Sir Donald Runnicles with the Grand Teton Music Festival Orchestra. | Credit: 2024 Cody Downard

Beloved in the Bay Area as the music director of San Francisco Opera from 1992–2009, Donald Runnicles has spent his summers at the Grand Teton Music Festival in Wyoming since 2005 — the festival’s orchestra is made up of around 250 pros circulating in and out on a working holiday.

This combination of leadership and talent has been displayed on a series of annual festival samplers, but the audiophile label Reference Recordings is trying to document something more substantial — first with a Beethoven Piano Concerto cycle featuring pianist Garrick Ohlsson, and now with Mahler’s mighty Fifth Symphony, recorded in 2024.

The question is, as always, does the world need another Mahler Fifth?

This one strikes me as a middle-of-the-road interpretation — not quite Viennese gemütlichkeit, not quite neurotic angst and ecstasy à la Leonard Bernstein or Klaus Tennstedt. The violent contrasts in the two opening movements are minimized at somewhat broad tempos while remaining faithful to almost all of the markings and speed adjustments. This approach tends to drag down the central scherzo, which isn’t held together as well as it could be.

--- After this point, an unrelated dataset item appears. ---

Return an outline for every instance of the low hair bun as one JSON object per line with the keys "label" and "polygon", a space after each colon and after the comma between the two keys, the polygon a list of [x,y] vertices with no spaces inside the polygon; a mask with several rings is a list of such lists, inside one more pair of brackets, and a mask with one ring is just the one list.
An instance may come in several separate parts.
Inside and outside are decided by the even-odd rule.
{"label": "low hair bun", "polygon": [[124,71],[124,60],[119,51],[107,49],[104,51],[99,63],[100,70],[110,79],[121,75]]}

Likewise, the Adagietto — now famous on stage and screens — straddles the middle ground at ten minutes between a love song to Alma Mahler on the fast end and a funeral elegy for dead heroes on the slow end. While the strings do dig in hard, it takes a while for them to make it happen.

The SACD’s 5.1 surround sonics seem rolled off a bit on the high end, yet the recording still captures an astonishing amount of detail. The engineering really scores big in the fantastically contrapuntal finale, where every strand in the texture is clear and bold. Here, it helps that Runnicles doesn’t race madly through, taking his time and letting all of that detail bloom.

One an orchestra member familiar to Los Angeles Philharmonic fans. That’s the Phil’s golden-toned principal trumpet Thomas Hooten sounding the initial funeral fanfares and solos throughout the first movement as flawlessly as you’ll ever hear in L.A. Also, Gail Williams excels in the scherzo’s horn solos.

As a souvenir of what must be a magical experience in the mountains, this serves nicely. But I wouldn’t place it in the top tier of go-to Mahler 5s.